Thy, son zamanların en
beğenilen ve ara ara da olsa, en çok tartışılan kurumlarından birisi. (İşten
çıkarttığı ardından geri aldığı çalışanları, bitip tükenmeyen kıyafet, içki vb. uygulamalarıyla) Ben, elbette burada Thy politikalarından söz etmeyeceğim. Ben işim
reklamları! Ve bence, Thy, güzel reklamlarıyla övgüyü hak ediyor.
Son
zamanlarda Türkiye’de bilindik markaların hepsi aralarında anlaşmış gibi
reklamlarında ünlü kullanıyor. Hatta bu kullanım o kadar yaygınlaştı ki, bazı ünlüler
(ör: Burak Özçivit) aynı anda farklı markaların reklam yüzü olarak karşımıza
çıkıyor. (Cengiz Semercioğlu bu konuda bir değerlendirme yazdı. Okumanızı
tavsiye ederim.)
Bana
göre, reklamlarda ünlü kullanımının bu kadar yaygın olmasının sebebi, dünyanın
en çok televizyon izleyen ülkelerinden biri olmamızda saklı. Televizyonu seviyoruz. Dizileri seviyoruz. Doğal olarak ünlüleri de seviyoruz.

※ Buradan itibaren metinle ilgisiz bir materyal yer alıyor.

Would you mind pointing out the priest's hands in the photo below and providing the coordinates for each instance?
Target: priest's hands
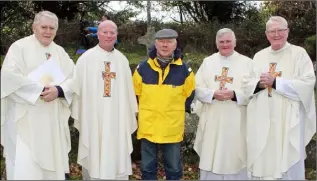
(49, 94)
(266, 80)
(223, 95)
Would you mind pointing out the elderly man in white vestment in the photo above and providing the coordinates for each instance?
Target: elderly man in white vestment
(281, 117)
(34, 114)
(104, 109)
(220, 138)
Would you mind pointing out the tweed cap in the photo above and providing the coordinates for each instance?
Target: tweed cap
(166, 34)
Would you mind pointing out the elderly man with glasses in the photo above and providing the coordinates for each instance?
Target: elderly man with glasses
(281, 117)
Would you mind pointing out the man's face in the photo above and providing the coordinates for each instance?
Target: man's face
(277, 35)
(226, 44)
(165, 47)
(107, 36)
(104, 18)
(45, 31)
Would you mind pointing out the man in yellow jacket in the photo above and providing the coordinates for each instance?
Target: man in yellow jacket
(165, 86)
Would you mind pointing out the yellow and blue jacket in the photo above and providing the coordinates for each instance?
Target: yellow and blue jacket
(163, 96)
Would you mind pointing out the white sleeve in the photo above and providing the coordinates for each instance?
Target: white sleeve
(285, 87)
(204, 94)
(30, 93)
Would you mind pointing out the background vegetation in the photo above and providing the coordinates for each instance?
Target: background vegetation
(199, 22)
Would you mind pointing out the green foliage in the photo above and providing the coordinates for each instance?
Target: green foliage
(310, 46)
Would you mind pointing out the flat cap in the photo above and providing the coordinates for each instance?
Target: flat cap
(166, 34)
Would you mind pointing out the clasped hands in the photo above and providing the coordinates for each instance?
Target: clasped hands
(266, 80)
(223, 95)
(50, 93)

Böylelikle ünlüler, ajanslar
için, fikirlerini müşteriye satmada elle tutulur dayanak oluyor;
Çünkü ajansın bulduğu fikri toplumun sevip sevmeyeceği meçhul; ama ünlüleri
sevdiği kesin.
Ben
kişisel olarak, hedef kitleye uygun olduğu sürece ünlü kullanımında hiçbir
sakınca görmüyorum. Güzel ve etkili hikayelerle birleşince, sonuç başarılı oluyor.

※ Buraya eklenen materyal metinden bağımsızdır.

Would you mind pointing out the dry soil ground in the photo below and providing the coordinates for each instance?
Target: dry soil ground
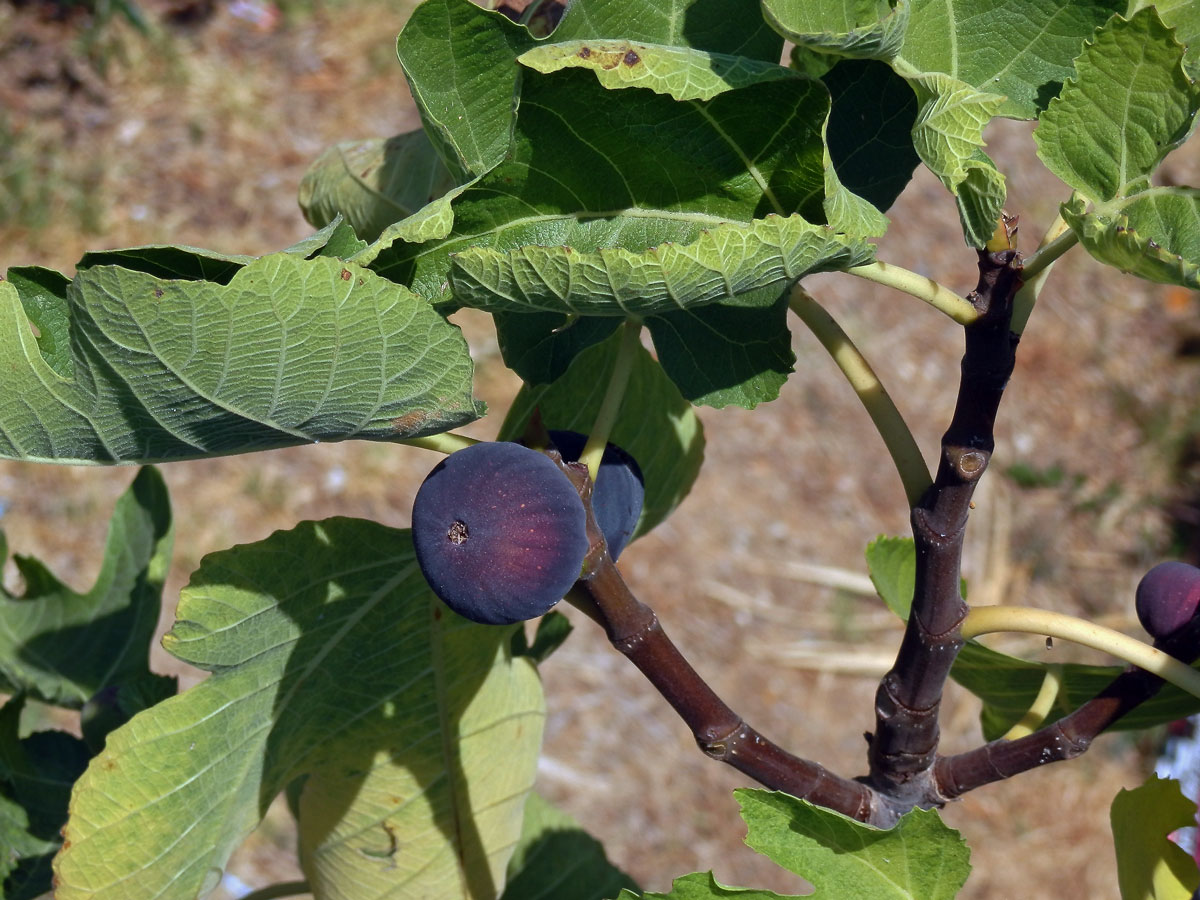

Ünlü, ajansı tembelleştiriyor!
Ancak
ne yazık ki ülkemizde yukardaki paragrafın son cümlesini son günlerde fazla
göremiyoruz. Ünlü kullanımı sanırım ajansları tembelleştiriyor ve senaryolara
gereken özeni göstermiyorlar. Bunun sonucunda ortaya; ünlüsü olan sıradan
reklam filmleri çıkıyor.
Thy bu işi biliyor
Thy’nin
Kobe Bryant ve Lionel Messi’li reklamı ise bu işin - yani ünlü kullanımı+güzel
hikayenin - son zamanlarda gördüğüm nadir iyi örneklerinden.
Dünyayı
kendine pazar olarak gören Thy’nin, iki dünya starını reklamında oynatması,
gücünü ve kararlığını ortaya koyuyor.
‘Alanlarının
en iyisi olan bu ikili, kendi alanında en iyi olanı seçiyor, onunla uçuyor’ algısı
serinin ilk filmlerinin ana konusuydu ve çok başarılıydı.
Şimdi
ise “Dünya Daha Büyük. Keşfet” sloganı
işlenmiş... Evet dünya çok büyük; ama Türk Hava Yolları ile keşfetmesi çok
kolay ve konforlu. Tek zorlanacağın konu nereyi keşfedeceğini seçmen olacak. Bunu da sempatik ikilimiz gayet
başarılı anlatıyor. Filmin diyalogsuz olması çok yerinde bir seçim. Zaten su
gibi akan senaryo, diyaloğa ihtiyaç bırakmıyor. Basit, sade, anlaşılır ve
evrensel. Kobe’nin fotoğrafın kadrajına girdiği andaki gibi ayrıntılar tam
kararında.
Thy
bu filmle zor olanı başarmış. Reklam kokmayan reklam yapmış.
Kobe daha oyuncu
Son
olarak söyleyeceğim, Bryant’ın kamera karşısında, Messi’den daha rahat olduğu
ve mimiklerini daha güzel kullandığı!